Меньше чем через две недели. О други мои, о братие, это же целая вечность! Это все равно что время от начала мира до его конца. По сравнению с этими двумя неделями отсидеть в Гостюрьме четырнадцать лет от звонка до звонка было бы сущей чепухой. И каждый день одной то же. Впрочем, через три или четыре дня после того разговора с Бродским и Браномом, когда вошла kisa со шприцем, я сказал:
— Вот уж на fig, — и toltshoknul ее по руке, так что шприц — дзынь-блям — упал на пол. Это я сделал специально, чтобы поглядеть, что они предпримут. А предприняли они то, что ко мне явились четверо или пятеро здоровенных ambalov в белых халатах, они свалили меня на кровать и, смеясь мне в litso, надавали затрещин, а kisa-медсестричка со словами «Вы гадкий, злой хулиган, поняли?» вонзила мне в руку другой шприц и нарочно, чтобы сделать мне больно, изо всех сил нажала на поршень, вгоняя мне под кожу раствор. И опять, обессиленного, меня ввезли на каталке в этот их адский кинозал.
Каждый день, бллин, показывали примерно одно и то же, сплошные пинки, toltshoki и кровь, кровь красными ручьями, стекающая с lits и tel, забрызгивая объектив камеры. Все те же ухмыляющиеся или хохочущие malltshiki, одетые по последней принятой у nadtsatyh моде, хихикающие японские мастера заплечных дел либо нацистские штурмовики или зондеркоманды. И с каждым днем жесточайшая жажда, желание умереть от нее и от боли — головной, зубной, всевозможной — становилось все сильней и сильней. Пока однажды утром я не попытался победить мучителей тем, что — трах, трах, трах — стал колотиться головой о стену, чтобы упасть без сознания, но результатом была лишь дурнота оттого, что это тоже было насилием, очень похожим на насилие из фильмов; я обессилел, дал сделать себе укол, и меня снова, как и прежде, отвезли в зал.

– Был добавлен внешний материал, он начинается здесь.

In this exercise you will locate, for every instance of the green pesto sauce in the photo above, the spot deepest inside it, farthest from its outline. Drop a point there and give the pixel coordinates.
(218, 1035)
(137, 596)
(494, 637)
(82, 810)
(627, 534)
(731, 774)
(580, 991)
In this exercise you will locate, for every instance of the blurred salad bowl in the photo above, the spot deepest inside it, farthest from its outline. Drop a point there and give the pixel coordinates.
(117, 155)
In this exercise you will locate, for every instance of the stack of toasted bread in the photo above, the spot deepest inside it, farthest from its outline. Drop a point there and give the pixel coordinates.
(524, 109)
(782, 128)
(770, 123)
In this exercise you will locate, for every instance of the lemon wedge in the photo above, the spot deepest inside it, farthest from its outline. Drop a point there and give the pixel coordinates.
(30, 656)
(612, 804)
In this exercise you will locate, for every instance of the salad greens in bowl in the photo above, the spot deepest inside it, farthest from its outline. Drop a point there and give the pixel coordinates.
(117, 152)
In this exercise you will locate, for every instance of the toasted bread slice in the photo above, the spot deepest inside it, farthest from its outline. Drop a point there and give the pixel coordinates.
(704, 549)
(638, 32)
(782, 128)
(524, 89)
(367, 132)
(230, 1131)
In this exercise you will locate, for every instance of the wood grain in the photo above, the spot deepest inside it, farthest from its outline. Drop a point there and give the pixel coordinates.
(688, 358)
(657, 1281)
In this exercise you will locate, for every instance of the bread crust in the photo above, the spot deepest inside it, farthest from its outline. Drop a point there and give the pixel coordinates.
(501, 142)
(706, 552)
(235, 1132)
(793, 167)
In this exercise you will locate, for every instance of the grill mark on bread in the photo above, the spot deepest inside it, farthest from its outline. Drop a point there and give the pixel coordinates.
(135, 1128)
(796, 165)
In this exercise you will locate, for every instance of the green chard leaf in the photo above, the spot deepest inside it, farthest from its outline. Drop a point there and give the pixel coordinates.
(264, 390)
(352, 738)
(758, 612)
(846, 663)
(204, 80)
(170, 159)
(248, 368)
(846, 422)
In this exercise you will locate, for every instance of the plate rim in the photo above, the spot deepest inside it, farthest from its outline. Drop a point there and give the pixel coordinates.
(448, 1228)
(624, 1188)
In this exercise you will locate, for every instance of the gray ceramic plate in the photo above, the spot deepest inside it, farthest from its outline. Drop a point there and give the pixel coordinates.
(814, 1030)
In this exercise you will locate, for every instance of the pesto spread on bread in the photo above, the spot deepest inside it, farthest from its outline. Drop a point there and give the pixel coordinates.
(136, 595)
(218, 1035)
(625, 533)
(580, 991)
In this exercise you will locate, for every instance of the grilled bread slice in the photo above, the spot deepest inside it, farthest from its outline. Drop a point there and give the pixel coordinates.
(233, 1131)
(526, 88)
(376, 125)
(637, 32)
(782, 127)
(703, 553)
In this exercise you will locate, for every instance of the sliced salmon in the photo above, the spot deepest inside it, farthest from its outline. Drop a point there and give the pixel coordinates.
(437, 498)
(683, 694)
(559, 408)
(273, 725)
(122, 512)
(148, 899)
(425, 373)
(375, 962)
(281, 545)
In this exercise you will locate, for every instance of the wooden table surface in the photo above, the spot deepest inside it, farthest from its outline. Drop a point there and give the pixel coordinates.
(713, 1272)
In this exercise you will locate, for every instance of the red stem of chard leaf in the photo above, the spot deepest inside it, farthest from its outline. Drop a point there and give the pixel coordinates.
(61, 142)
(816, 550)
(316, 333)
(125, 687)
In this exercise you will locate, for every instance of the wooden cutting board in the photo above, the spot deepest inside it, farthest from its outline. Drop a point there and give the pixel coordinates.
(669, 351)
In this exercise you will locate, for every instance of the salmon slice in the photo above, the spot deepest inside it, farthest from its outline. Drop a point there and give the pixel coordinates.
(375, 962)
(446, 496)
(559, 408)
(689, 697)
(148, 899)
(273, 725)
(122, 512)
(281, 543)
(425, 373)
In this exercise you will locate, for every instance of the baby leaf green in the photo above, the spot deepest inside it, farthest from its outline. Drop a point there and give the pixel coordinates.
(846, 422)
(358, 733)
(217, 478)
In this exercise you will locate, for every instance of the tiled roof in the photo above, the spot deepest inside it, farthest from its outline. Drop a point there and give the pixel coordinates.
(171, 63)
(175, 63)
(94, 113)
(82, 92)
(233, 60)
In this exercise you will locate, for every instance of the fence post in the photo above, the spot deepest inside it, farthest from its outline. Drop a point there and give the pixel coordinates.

А потом наступило утро, когда, проснувшись и поедая на завтрак яйца, поджаренную булку с джемом и горячий чай с молоком, я подумал: «Должно быть, уже немного осталось. Уж теперь-то срок, наверное, совсем близок. Я уже настрадался так, что больше страдать просто не способен». Я ждал и ждал, бллин, когда придет та kisa со шприцем, но она так и не пришла. Вместо нее явился санитар в белом и сказал:
— Сегодня, старина, тебе разрешается идти самому.
— Идти? — спросил я. — Куда?
— Да все туда же, — ответил он. — Ну да, не надо смотреть так удивленно. Пойдешь сам смотреть фильмы, в моем сопровождении, конечно. Тебя больше не будут возить в каталке.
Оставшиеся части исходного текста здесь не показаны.